When asked to describe his business model, the manager of a large private bank in Guangzhou replied last week: “Opportunistic”.
And that’s the problem. Originally, China’s private banks filled the shortfall left by state banks, lending to the country’s dynamic, but cash-hungry SMEs. Operating more like an investment club, they lent locally and understood their risks.
But what started out as a good idea has since been warped by China’s long standing problem of excess liquidity. The private banks are now contributing to a bubble that is starting to look like that in the West during the past decade.
In China, there’s no substitute for field research given the opacity of data, and over the past two months I’ve met with a range of private banks that most often masquerade as officially approved credit guarantee companies.
It is clear why the private banks have succeeded. They can make a decision on your loan in 1-2 days, and their administrative costs are estimated at just one-fifth those of the state banks, mainly because they lend locally. Speed is especially important for an SME that runs up against working capital problems.
However, the PBOC’s relentless (and commendable) tightening of monetary policy has contributed to soaring grey money market rates. Monthly interest rates can range between 3 per cent and 6 per cent, and often higher.
It’s difficult to imagine any SME borrowing at these rates in order to invest in new machinery.

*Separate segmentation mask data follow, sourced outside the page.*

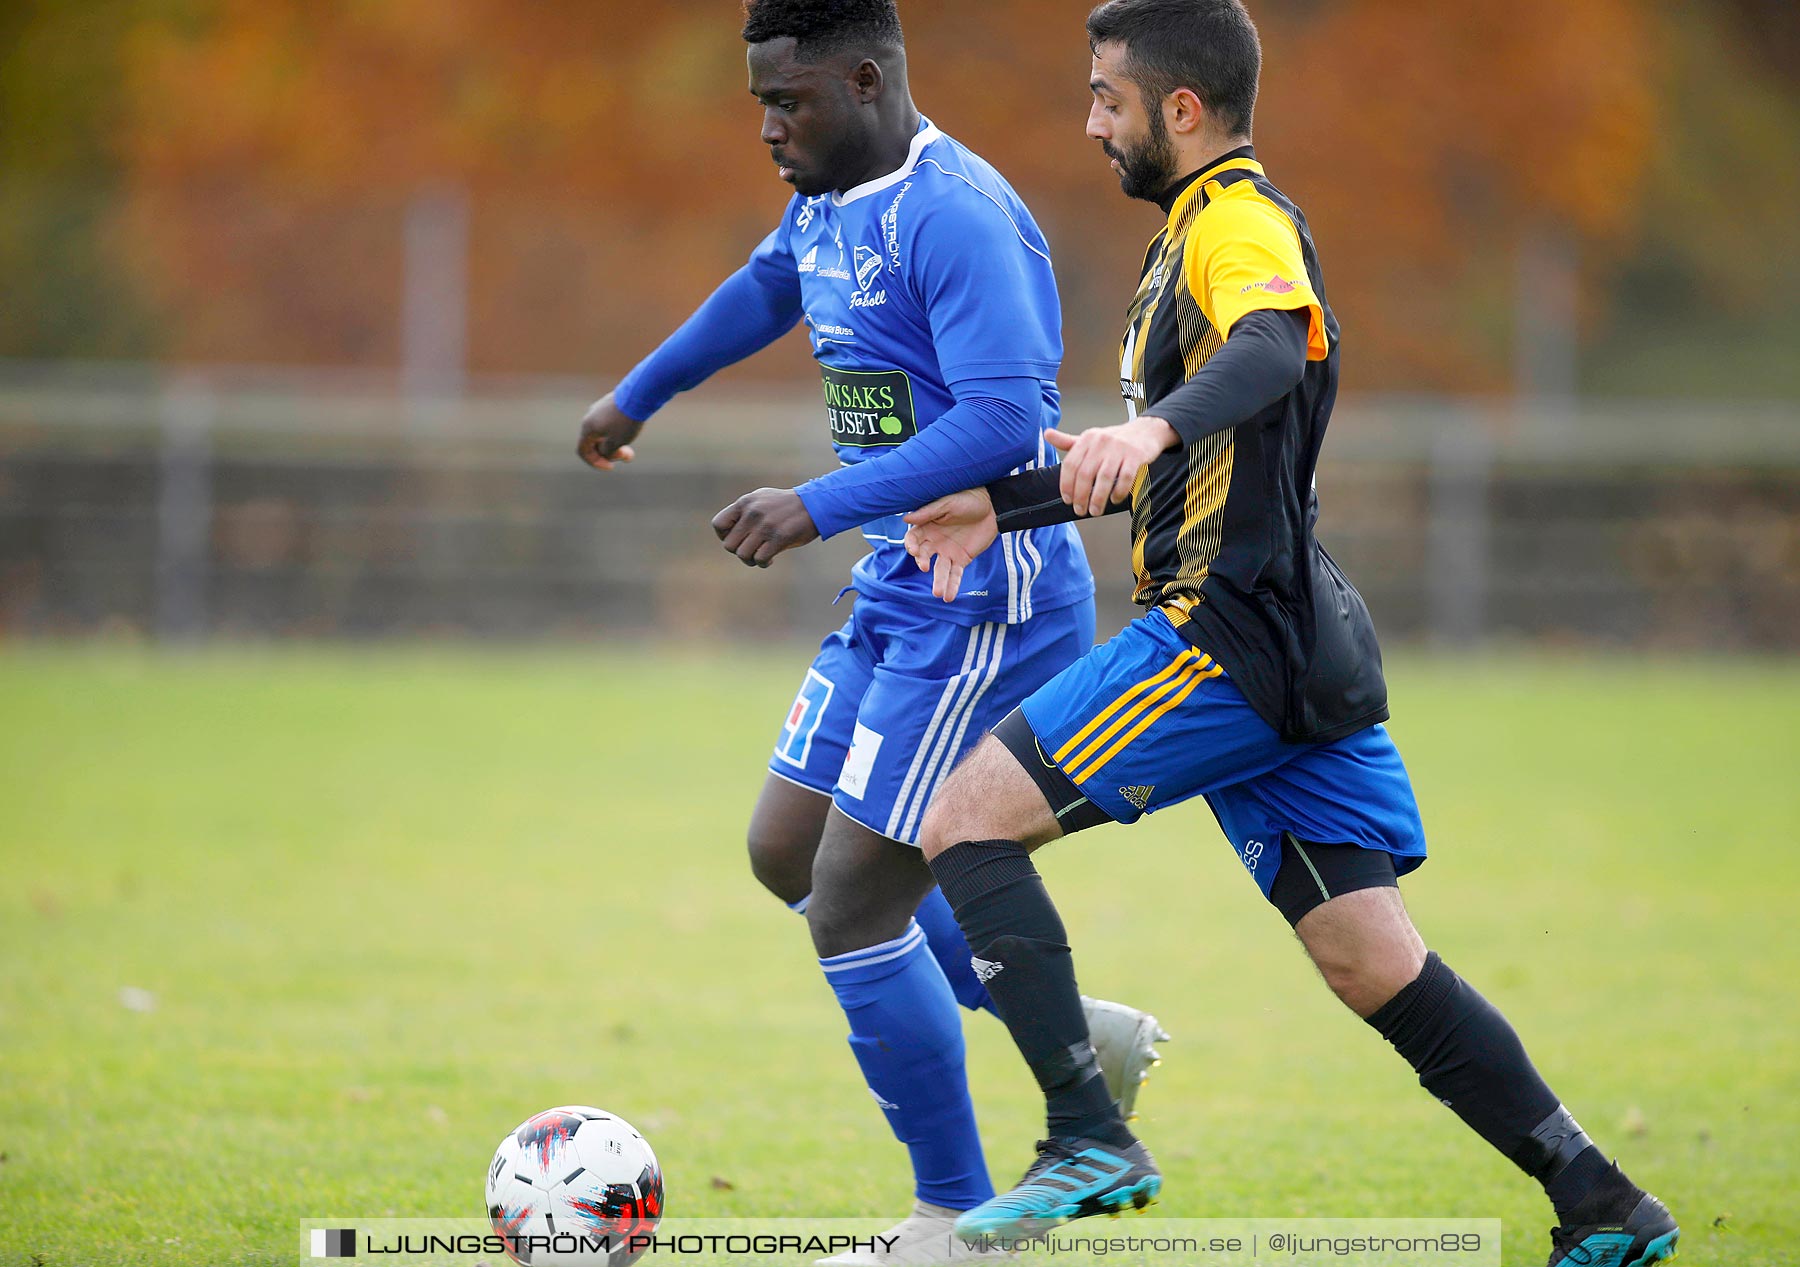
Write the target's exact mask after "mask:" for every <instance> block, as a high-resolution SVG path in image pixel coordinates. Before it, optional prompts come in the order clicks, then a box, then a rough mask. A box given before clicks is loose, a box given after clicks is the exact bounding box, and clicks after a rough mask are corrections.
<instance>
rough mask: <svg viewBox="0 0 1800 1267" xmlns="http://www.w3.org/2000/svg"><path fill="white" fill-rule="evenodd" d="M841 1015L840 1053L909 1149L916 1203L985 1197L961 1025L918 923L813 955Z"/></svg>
mask: <svg viewBox="0 0 1800 1267" xmlns="http://www.w3.org/2000/svg"><path fill="white" fill-rule="evenodd" d="M819 966H821V968H824V979H826V981H828V983H830V984H832V990H833V992H837V1002H839V1004H841V1006H842V1008H844V1015H846V1017H848V1019H850V1049H851V1051H853V1053H855V1055H857V1064H859V1065H862V1078H864V1082H868V1083H869V1092H873V1096H875V1100H877V1101H878V1103H880V1107H882V1112H886V1114H887V1125H889V1127H891V1128H893V1132H895V1137H896V1139H900V1143H904V1145H905V1146H907V1152H909V1154H913V1177H914V1191H916V1195H918V1199H920V1200H929V1202H931V1204H934V1206H949V1208H950V1209H974V1208H976V1206H979V1204H981V1202H983V1200H986V1199H988V1197H992V1195H994V1184H992V1182H988V1163H986V1159H985V1157H983V1155H981V1136H979V1134H977V1130H976V1109H974V1105H972V1103H970V1101H968V1074H967V1073H965V1071H963V1022H961V1019H959V1017H958V1011H956V997H954V995H952V993H950V986H949V983H947V981H945V979H943V970H940V968H938V961H936V959H932V957H931V952H929V950H927V948H925V932H923V929H920V927H918V923H909V925H907V930H905V932H902V934H900V936H898V938H895V939H893V941H884V943H882V945H878V947H869V948H868V950H851V952H850V954H841V956H835V957H832V959H821V961H819Z"/></svg>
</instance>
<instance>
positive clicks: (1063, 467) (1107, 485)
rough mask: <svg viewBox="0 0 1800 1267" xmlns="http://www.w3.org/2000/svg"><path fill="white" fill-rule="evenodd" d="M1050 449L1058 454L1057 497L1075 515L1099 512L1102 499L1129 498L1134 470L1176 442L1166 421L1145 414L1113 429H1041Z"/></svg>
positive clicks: (1152, 460)
mask: <svg viewBox="0 0 1800 1267" xmlns="http://www.w3.org/2000/svg"><path fill="white" fill-rule="evenodd" d="M1044 437H1046V439H1048V441H1049V446H1051V448H1058V450H1062V454H1064V459H1062V500H1064V502H1067V504H1069V506H1073V508H1075V513H1076V515H1105V513H1107V502H1123V500H1125V499H1127V497H1130V490H1132V484H1136V482H1138V472H1141V470H1143V468H1145V466H1148V464H1150V463H1154V461H1156V459H1157V457H1159V455H1161V454H1163V450H1165V448H1174V446H1175V445H1179V443H1181V437H1179V436H1175V428H1174V427H1170V425H1168V421H1165V419H1161V418H1156V416H1154V414H1145V416H1143V418H1134V419H1130V421H1129V423H1120V425H1118V427H1094V428H1091V430H1085V432H1082V434H1078V436H1066V434H1062V432H1055V430H1051V432H1044Z"/></svg>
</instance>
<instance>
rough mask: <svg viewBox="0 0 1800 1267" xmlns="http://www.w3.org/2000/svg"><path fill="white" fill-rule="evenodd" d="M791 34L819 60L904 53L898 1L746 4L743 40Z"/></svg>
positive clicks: (814, 56) (801, 2) (787, 35)
mask: <svg viewBox="0 0 1800 1267" xmlns="http://www.w3.org/2000/svg"><path fill="white" fill-rule="evenodd" d="M783 36H792V38H794V40H796V43H797V45H799V47H797V49H796V52H799V56H801V58H805V59H806V61H817V59H819V58H826V56H830V54H833V52H844V50H851V49H853V50H877V49H904V47H905V38H904V36H902V34H900V11H898V9H896V7H895V0H743V41H745V43H763V41H767V40H781V38H783Z"/></svg>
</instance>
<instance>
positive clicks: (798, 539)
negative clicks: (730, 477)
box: [713, 488, 819, 567]
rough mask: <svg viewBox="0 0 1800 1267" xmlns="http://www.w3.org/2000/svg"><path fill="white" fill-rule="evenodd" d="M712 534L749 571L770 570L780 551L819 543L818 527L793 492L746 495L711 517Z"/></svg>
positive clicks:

And most often they don’t. Instead, the private banks are increasingly lending for speculative purchases where the yields are naturally higher. Commercial property is one. But I’ve equally heard of jade stones and other precious goods.
In the city of Longyan, in southern Fujian province, there is even evidence of state bank employees taking out loans for personal use, as they are entitled to, only to deposit the proceeds in a private bank and earn the arbitrage.
The lesson is that even the PBOC, masters at administrative tightening, are struggling to prevent the country’s excess liquidity from being put to speculative use, even as sources of credit for the real economy dry up.
(The fact that medium- to long-term loans as a share of lending by the state banks has soared 8 percentage points since the crisis is another indication that even when the state banks do make loans, it’s primarily to other state agencies).
Opportunistic describes many Chinese; The largest opportunity often comes from policy changes. Strictly speaking loan guarantee firms are not even banks, they are not authorized to lend money except for providing guarantees of the borrowers but they switched to a lending position themselves.